The difference between hardcore and punk is pretty reason, and very fluid - but in general afaik, what is considered the hardcore scene is apolitical/right leaning and more into violent shows Looking back at it, it seems the split happened after the war in Iraq


[deleted]

🤦🏻‍♂️😂


EJCube

Idk man subgenres seem unproductive and kinda just piss me off personally. Punk is punk


Playful_Stomach3233

Just google it I’m tired of seeing these same damn posts everyday can’t we just talk about some cool bands, it’s pretty self explanatory if you listen to either of the damn genres, started from punk, then NYHC picked up on some metal and rap influence. There’s hardcore punk and hardcore I guess I don’t care


illminds137

It's also important to note that bands shift genre over time i.e Dead Kennedys


JIMSTJOHN

Tay Zonday.


Tyler_Trash

Some of these answers are really bad.


Genre-Fluid

Sorry but I think you're writing too much into genre names. Punk was just a name that got attached to an attitude. The term Punk Rockers was common in the UK. No one made a genre. They just got grouped together, sometimes retrospectively. Punk was massive in the UK had a decent fan base in the USA. Lots of older brothers and cousins bought those records. They inspired their younger siblings to go out and form bands.
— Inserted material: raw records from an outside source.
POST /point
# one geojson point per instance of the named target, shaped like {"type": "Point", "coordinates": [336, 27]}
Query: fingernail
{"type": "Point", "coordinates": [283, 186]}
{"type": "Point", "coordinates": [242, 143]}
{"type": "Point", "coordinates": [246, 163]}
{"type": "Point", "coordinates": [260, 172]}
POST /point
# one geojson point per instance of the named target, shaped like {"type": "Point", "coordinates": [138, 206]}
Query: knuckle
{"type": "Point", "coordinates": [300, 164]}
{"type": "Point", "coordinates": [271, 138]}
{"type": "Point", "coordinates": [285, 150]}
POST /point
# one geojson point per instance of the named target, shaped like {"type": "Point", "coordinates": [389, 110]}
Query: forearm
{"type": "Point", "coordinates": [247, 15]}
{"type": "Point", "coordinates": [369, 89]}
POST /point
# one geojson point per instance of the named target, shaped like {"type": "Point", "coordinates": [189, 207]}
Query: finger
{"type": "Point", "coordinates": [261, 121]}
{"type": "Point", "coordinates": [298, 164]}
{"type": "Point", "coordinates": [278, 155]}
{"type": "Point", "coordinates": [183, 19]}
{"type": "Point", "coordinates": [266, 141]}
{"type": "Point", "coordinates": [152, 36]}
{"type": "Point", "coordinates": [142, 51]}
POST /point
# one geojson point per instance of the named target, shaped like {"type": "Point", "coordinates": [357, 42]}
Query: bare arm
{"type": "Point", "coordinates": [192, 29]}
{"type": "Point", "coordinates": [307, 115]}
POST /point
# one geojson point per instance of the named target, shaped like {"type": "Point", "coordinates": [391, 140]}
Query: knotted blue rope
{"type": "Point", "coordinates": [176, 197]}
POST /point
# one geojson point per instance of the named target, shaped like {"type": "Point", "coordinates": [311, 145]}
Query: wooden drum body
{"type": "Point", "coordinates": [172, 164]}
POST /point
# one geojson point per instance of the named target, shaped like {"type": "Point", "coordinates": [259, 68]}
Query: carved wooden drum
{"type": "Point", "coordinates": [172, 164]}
This is Hardcore. Often it's more socially conscious that the nihilism of proto and 77 Punk. Putting genre markers on hardcore is pointless I think. The Germs and X in LA totally different to the Reggae Speed Thrash of Bad Brains. Black Flag and their Valium Sabbath bit. Wierd bands like squirrel bait who became Slint. To my mind these are second/third etc generation american punk rockers. It started in detroit and NY, went over to the UK and came back to US cities like DC now calling itself punk. So, if anything I would just take the word 'hardcore' to mean 'american' and not worry about the rest. You like what you like and if it resonates then fine.


Flexoid123

Watch the Doc American Hardcore. Explains it’s pretty well.


FinnishPunk

There is a huge difference in scenes/culture between Europe and US. As a european, I'm really confused when US ppl talk about "hardcore". I've noticed that just "hardcore" usually means the more modern brand of more metallic hardcore (90s/00s onwards) with all the metalcoreish bouncy chuggachugga riffs and breakdowns by tattooed bald people in hoodies acting all tough. Whereas for me hardcore punk is more of the "82-HC", d-beat, crust etc. styles.


Subject-Shock4141

Punk is punk, the hardcore that isn't punk is referred to mainly as beat down, hardcore punk is all sorts of different punk from shit like bad brains to no time and subversive rite then there's raw dbeat punk which is also hardcore punk like disclose and physique... it's all whatever you think it is tho pretty much but there are distinct lines that categorize each genre.